Following identification and extraction, ore minerals are frequently concentrated using various methods that leverage both characteristics, including mechanical separation techniques such as screening and chemical separation methods like flotation and acid leaching.

These processes produce a uniform and homogeneous mineral concentrate with relatively simple composition/mineralogy.

Niton XRF analyzers include a feature called User Method, also known as User Mode, which employs empirical calibration. This approach is advantageous when evaluating concentrated samples of heavy metals.

Note: Homogeneous sample concentration must be verified for this application.

It should be noted that the Fundamental Parameter (FP) factory mode is a general-purpose mode that is well-suited for various sample types.

The FP mode is also “standardless” and does not require known samples to obtain quantitative results. However, in processed samples with very high metal concentrations, the concentration of the metal of interest is, in some cases, reported as less than its true value if the regular FP mode is used.
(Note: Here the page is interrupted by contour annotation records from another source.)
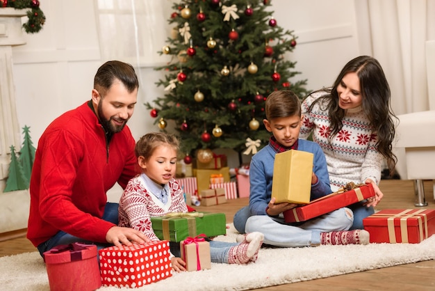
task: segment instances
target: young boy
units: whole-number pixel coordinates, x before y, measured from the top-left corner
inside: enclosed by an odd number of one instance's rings
[[[353,222],[353,213],[348,208],[340,208],[302,223],[284,222],[282,212],[297,205],[275,204],[274,198],[271,198],[275,154],[291,149],[312,152],[314,164],[311,200],[332,191],[322,149],[313,141],[299,139],[302,120],[297,96],[290,91],[274,91],[266,100],[265,113],[263,123],[273,135],[269,144],[251,161],[249,205],[234,216],[238,230],[243,233],[245,228],[247,233],[261,232],[264,234],[265,244],[282,247],[368,244],[367,231],[347,231]]]

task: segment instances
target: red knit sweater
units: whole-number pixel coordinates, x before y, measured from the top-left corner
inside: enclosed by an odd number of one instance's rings
[[[138,173],[129,128],[112,136],[86,102],[51,123],[39,140],[30,183],[27,238],[37,246],[60,230],[106,242],[114,224],[101,218],[106,191]]]

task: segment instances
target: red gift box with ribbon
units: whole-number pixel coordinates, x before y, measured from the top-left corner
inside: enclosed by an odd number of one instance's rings
[[[306,221],[339,208],[350,205],[375,196],[373,185],[366,184],[355,189],[341,190],[297,206],[284,212],[286,223]]]
[[[97,246],[75,242],[44,253],[51,291],[95,290],[101,285]]]
[[[363,224],[370,242],[417,244],[435,234],[435,210],[385,209]]]
[[[104,286],[140,288],[172,276],[169,242],[152,242],[129,246],[109,246],[99,251]]]
[[[186,237],[180,242],[181,258],[186,262],[187,271],[211,269],[210,243],[205,240],[206,235]]]

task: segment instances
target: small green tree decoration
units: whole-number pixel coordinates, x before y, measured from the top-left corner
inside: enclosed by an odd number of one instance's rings
[[[10,146],[10,165],[9,166],[9,177],[6,181],[6,187],[3,192],[24,190],[28,188],[29,182],[24,175],[23,168],[15,155],[15,147]]]
[[[28,181],[30,181],[32,167],[33,166],[33,162],[35,161],[35,152],[36,150],[33,146],[33,143],[32,142],[29,133],[30,127],[27,125],[24,125],[23,127],[24,140],[19,155],[19,164],[22,167],[24,176]]]

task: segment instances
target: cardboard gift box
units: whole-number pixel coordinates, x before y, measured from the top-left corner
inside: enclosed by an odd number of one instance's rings
[[[370,242],[417,244],[435,234],[435,210],[385,209],[363,224]]]
[[[198,193],[210,189],[210,177],[213,174],[222,174],[224,182],[229,182],[229,168],[227,166],[219,169],[194,168],[193,175],[197,178]]]
[[[220,168],[227,166],[227,156],[213,153],[213,159],[208,163],[202,163],[196,159],[197,168]]]
[[[172,276],[167,241],[109,246],[99,254],[104,286],[140,288]]]
[[[236,184],[236,182],[224,182],[223,183],[211,184],[210,188],[216,190],[223,189],[226,199],[236,199],[237,198]]]
[[[313,158],[311,152],[295,150],[275,155],[272,197],[276,203],[310,202]]]
[[[187,271],[211,269],[210,243],[206,242],[205,235],[187,237],[180,242],[181,258],[186,262]]]
[[[224,213],[168,213],[151,217],[151,222],[157,237],[170,242],[179,242],[202,233],[209,237],[227,234]]]
[[[313,200],[309,203],[284,211],[286,223],[305,221],[375,196],[373,185],[366,184],[359,187],[333,193]]]
[[[238,189],[238,197],[246,198],[249,196],[250,184],[249,176],[238,174],[237,178],[237,189]]]
[[[209,189],[199,192],[201,204],[204,206],[212,206],[227,203],[225,189],[223,188]]]
[[[101,285],[97,246],[75,242],[44,253],[50,290],[95,290]]]
[[[188,193],[190,195],[197,195],[198,184],[196,177],[177,178],[175,180],[177,180],[177,182],[183,187],[184,193]]]

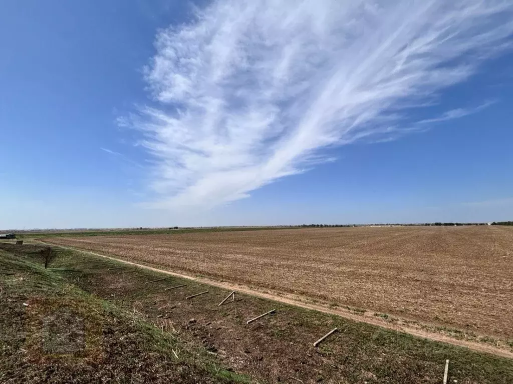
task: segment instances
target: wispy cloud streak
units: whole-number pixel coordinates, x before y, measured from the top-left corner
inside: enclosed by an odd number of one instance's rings
[[[508,46],[512,15],[498,0],[220,0],[197,10],[159,33],[146,73],[156,106],[132,122],[156,160],[153,204],[232,201],[323,161],[327,147],[397,135],[407,108]]]

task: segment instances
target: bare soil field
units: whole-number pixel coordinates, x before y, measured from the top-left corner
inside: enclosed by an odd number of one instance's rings
[[[511,227],[309,228],[47,240],[513,343]]]

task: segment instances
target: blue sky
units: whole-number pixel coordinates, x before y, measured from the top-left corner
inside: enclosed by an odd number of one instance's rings
[[[292,3],[3,2],[0,228],[511,220],[510,2]]]

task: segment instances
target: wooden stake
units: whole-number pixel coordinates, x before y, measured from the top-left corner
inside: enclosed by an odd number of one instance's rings
[[[449,373],[449,359],[445,360],[445,370],[444,371],[444,384],[447,384],[447,374]]]
[[[260,316],[257,316],[256,317],[255,317],[254,318],[252,318],[251,320],[248,320],[248,321],[246,322],[246,324],[249,324],[251,322],[254,322],[255,320],[258,320],[258,319],[260,318],[260,317],[263,317],[264,316],[266,316],[266,315],[268,315],[269,313],[272,313],[272,312],[275,312],[275,311],[276,311],[275,309],[271,309],[269,312],[266,312],[265,313],[264,313],[263,315],[260,315]]]
[[[151,281],[147,281],[144,284],[149,284],[150,283],[155,283],[155,282],[162,281],[163,280],[166,280],[166,278],[162,278],[162,279],[157,279],[156,280],[152,280]]]
[[[132,278],[142,278],[143,276],[149,276],[151,273],[145,273],[144,274],[136,274],[135,276],[130,276],[129,279],[132,279]]]
[[[223,301],[222,301],[222,302],[221,302],[221,303],[219,303],[219,305],[218,305],[218,307],[221,307],[221,304],[223,304],[223,303],[224,303],[224,302],[225,302],[225,301],[227,301],[227,300],[228,300],[229,298],[230,298],[230,296],[231,296],[232,295],[233,295],[233,296],[234,296],[234,297],[235,296],[235,291],[231,291],[231,292],[230,292],[230,294],[229,294],[229,295],[228,295],[228,296],[226,296],[226,297],[225,298],[225,300],[223,300]]]
[[[174,289],[175,288],[180,288],[180,287],[185,287],[187,284],[182,284],[182,285],[177,285],[175,287],[171,287],[171,288],[166,288],[164,289],[165,291],[168,291],[170,289]]]
[[[191,298],[191,297],[195,297],[196,296],[199,296],[200,295],[203,294],[203,293],[207,293],[208,292],[208,291],[205,291],[205,292],[202,292],[201,293],[196,293],[196,294],[192,295],[192,296],[188,296],[185,298]]]
[[[325,339],[326,337],[327,337],[330,334],[331,334],[332,333],[333,333],[333,332],[335,332],[336,331],[337,331],[338,330],[338,328],[333,328],[333,329],[332,329],[331,331],[330,331],[329,332],[328,332],[327,333],[326,333],[325,335],[324,335],[323,337],[322,337],[321,338],[320,338],[317,342],[315,342],[315,343],[313,343],[313,346],[314,347],[317,347],[318,345],[319,345],[319,344],[320,343],[321,343],[321,342],[322,342],[323,340],[324,340],[324,339]]]

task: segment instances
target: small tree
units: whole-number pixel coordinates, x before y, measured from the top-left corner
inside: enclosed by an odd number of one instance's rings
[[[50,247],[44,248],[40,251],[40,257],[45,264],[45,269],[48,267],[50,263],[51,263],[55,257],[55,253],[52,250]]]

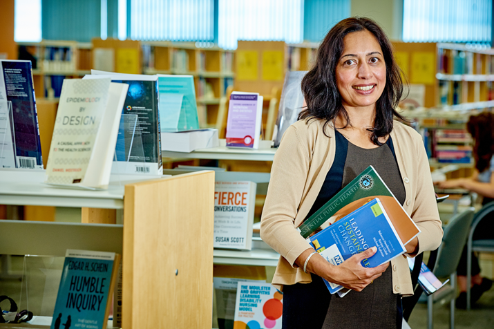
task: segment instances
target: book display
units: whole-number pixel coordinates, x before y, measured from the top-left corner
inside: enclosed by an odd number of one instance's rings
[[[215,182],[215,248],[251,250],[256,187],[254,182]]]
[[[0,60],[0,167],[43,169],[29,61]]]
[[[46,182],[105,189],[129,85],[107,79],[64,81]]]
[[[227,147],[258,149],[262,115],[263,96],[257,93],[231,93],[227,122]]]
[[[127,96],[122,109],[122,122],[119,128],[118,147],[114,173],[150,173],[161,175],[161,135],[158,77],[91,70],[85,79],[107,77],[113,82],[129,84]],[[137,120],[136,120],[137,117]],[[122,155],[122,146],[125,153]]]
[[[51,329],[106,329],[120,261],[115,253],[67,250]]]

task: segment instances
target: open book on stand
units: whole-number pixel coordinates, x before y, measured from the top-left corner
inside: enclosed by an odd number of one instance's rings
[[[334,265],[372,247],[376,247],[377,251],[361,262],[365,267],[375,267],[406,251],[379,198],[307,240],[319,254]],[[343,288],[325,279],[324,282],[332,294]]]

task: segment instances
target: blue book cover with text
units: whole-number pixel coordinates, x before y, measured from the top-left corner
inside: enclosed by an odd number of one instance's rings
[[[406,251],[379,198],[307,238],[316,251],[334,265],[374,246],[377,252],[362,261],[362,266],[375,267]],[[324,282],[332,294],[343,289]]]
[[[106,328],[118,259],[113,252],[67,250],[50,329]]]

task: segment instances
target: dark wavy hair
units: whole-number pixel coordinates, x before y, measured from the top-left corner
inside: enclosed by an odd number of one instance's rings
[[[482,173],[488,167],[494,154],[494,114],[482,112],[471,115],[466,130],[474,141],[472,155],[475,160],[475,168]]]
[[[348,33],[368,30],[381,46],[386,66],[386,84],[376,104],[374,127],[369,128],[370,140],[381,145],[379,138],[388,135],[393,128],[394,117],[406,122],[395,109],[403,94],[401,70],[395,60],[392,46],[388,37],[376,22],[365,17],[350,17],[341,21],[327,33],[319,46],[314,66],[302,80],[302,92],[307,108],[298,115],[298,120],[323,119],[325,126],[341,114],[346,125],[351,126],[350,118],[341,104],[338,90],[336,68],[343,51],[343,38]]]

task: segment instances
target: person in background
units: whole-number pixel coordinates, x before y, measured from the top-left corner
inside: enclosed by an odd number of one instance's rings
[[[376,248],[338,266],[296,227],[372,164],[421,232],[406,245],[415,256],[437,248],[441,220],[420,135],[397,121],[400,70],[382,29],[366,18],[336,24],[302,82],[307,107],[274,156],[260,236],[281,257],[272,280],[283,292],[283,329],[401,328],[401,296],[413,294],[400,256],[363,267]],[[352,290],[331,295],[323,279]]]
[[[466,123],[466,130],[473,139],[472,154],[475,169],[471,177],[457,178],[436,183],[441,189],[465,189],[484,197],[482,205],[494,200],[494,114],[482,112],[471,115]],[[494,214],[479,223],[473,234],[473,240],[494,238]],[[456,307],[466,308],[466,245],[457,268],[459,296]],[[480,275],[479,261],[472,254],[472,281],[471,282],[471,303],[479,300],[484,292],[491,289],[493,281]]]

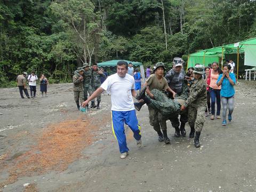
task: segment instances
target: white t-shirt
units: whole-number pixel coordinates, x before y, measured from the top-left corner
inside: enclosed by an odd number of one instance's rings
[[[30,86],[36,86],[36,80],[37,80],[38,79],[38,78],[37,78],[36,75],[34,76],[31,74],[29,75],[28,77],[28,80],[29,81],[28,85]],[[32,82],[30,82],[29,81],[32,81]]]
[[[124,78],[117,73],[108,76],[100,86],[111,92],[111,110],[126,111],[134,110],[131,90],[134,89],[134,78],[129,74]]]

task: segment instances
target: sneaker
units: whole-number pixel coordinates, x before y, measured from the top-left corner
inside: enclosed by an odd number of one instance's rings
[[[128,155],[129,155],[128,151],[123,153],[122,154],[121,154],[121,155],[120,155],[120,158],[122,159],[125,158],[127,157]]]
[[[138,147],[141,147],[141,139],[140,139],[139,140],[136,140],[136,142],[137,142],[137,146]]]
[[[158,136],[158,141],[159,142],[164,141],[164,138],[163,138],[163,135],[159,135]]]
[[[231,115],[231,114],[228,114],[228,121],[229,122],[231,122],[231,121],[232,121],[232,116]]]
[[[170,143],[170,139],[168,138],[168,137],[164,137],[164,143],[165,144],[169,144]]]
[[[227,121],[223,120],[222,125],[222,126],[227,125]]]

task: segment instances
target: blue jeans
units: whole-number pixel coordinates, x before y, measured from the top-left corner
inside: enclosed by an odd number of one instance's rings
[[[215,115],[215,103],[217,104],[217,115],[220,115],[220,90],[215,90],[211,88],[210,91],[211,96],[211,108],[212,115]]]

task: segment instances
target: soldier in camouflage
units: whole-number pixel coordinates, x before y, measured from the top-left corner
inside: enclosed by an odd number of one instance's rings
[[[98,88],[100,87],[101,83],[100,82],[100,77],[103,77],[106,78],[106,75],[99,70],[97,64],[93,64],[92,65],[92,79],[91,79],[91,85],[92,90],[95,91]],[[101,94],[97,97],[97,109],[100,109],[100,103],[101,101]],[[92,101],[91,107],[94,107],[94,101]]]
[[[79,110],[80,105],[79,105],[79,100],[82,103],[84,101],[84,89],[83,87],[83,74],[84,70],[82,67],[78,67],[77,70],[80,76],[75,74],[73,76],[73,83],[74,83],[74,97],[75,102],[77,106],[77,109]]]
[[[168,82],[169,86],[176,92],[176,96],[181,94],[182,85],[184,84],[187,85],[188,83],[187,81],[185,79],[185,75],[184,70],[182,68],[182,62],[183,60],[181,58],[174,58],[173,61],[173,68],[169,71],[165,76]],[[180,131],[181,135],[185,137],[186,134],[185,124],[188,122],[187,110],[180,115],[180,121],[179,121],[179,115],[170,116],[169,119],[172,126],[175,128],[174,137],[179,137],[180,135]]]
[[[188,108],[188,124],[191,129],[189,137],[195,137],[195,146],[199,147],[199,138],[205,121],[204,112],[207,103],[206,84],[202,76],[204,73],[204,67],[202,65],[196,65],[194,73],[195,79],[190,85],[189,96],[181,106],[180,110],[183,111]]]

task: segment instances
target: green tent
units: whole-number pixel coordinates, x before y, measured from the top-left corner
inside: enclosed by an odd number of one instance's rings
[[[256,67],[255,52],[256,37],[190,54],[188,58],[187,68],[194,67],[196,63],[207,66],[208,63],[213,62],[221,62],[222,65],[225,54],[237,54],[239,55],[242,53],[244,53],[245,55],[244,65]],[[237,64],[238,67],[239,63]]]
[[[141,76],[142,77],[142,82],[144,82],[145,79],[144,68],[143,67],[142,63],[141,63],[140,62],[130,61],[127,61],[125,60],[113,60],[111,61],[105,61],[101,63],[97,63],[97,65],[100,67],[115,67],[116,66],[116,64],[117,63],[117,62],[118,62],[119,61],[125,61],[128,63],[131,63],[132,65],[134,66],[140,66],[140,72],[141,73]]]

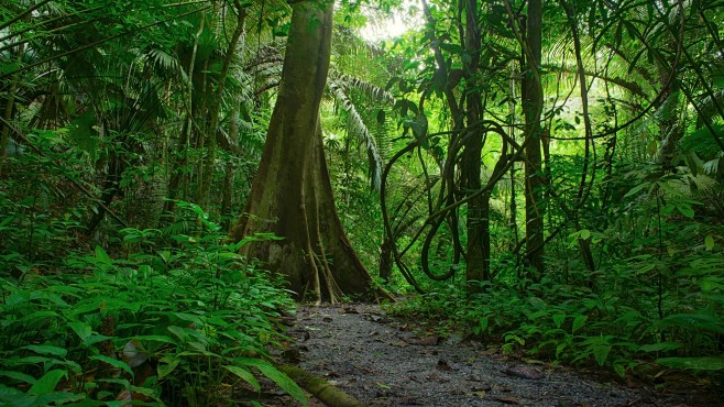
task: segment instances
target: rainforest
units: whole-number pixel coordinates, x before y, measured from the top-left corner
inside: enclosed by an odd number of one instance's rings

To obtain precise quantitative results for these samples, the UserMethod is recommended. In this approach, samples are evaluated, and the signals are reported as intensity (counts per second per microampere). Calibration curves are subsequently plotted based on known concentrations (from laboratory values) and intensity (from HHXXRF results).

The equation derived from the trend line in the graphs in Figure 1 is used to convert HHXRF readings in unknown samples from intensity to elemental concentrations in weight percent or parts-per-million.

Figure 1. Example of the generation of a calibration curve. Image Credit: Thermo Fisher Scientific – Production Process & Analytics

Method

This research employed the UserMethod on a Thermo Scientific^™ Niton^™ XL3t GOLDD analyzer on molybdenite (MoS₂) concentrate samples. Ore grades in these concentrates can range from 25 % to 65 % Mo.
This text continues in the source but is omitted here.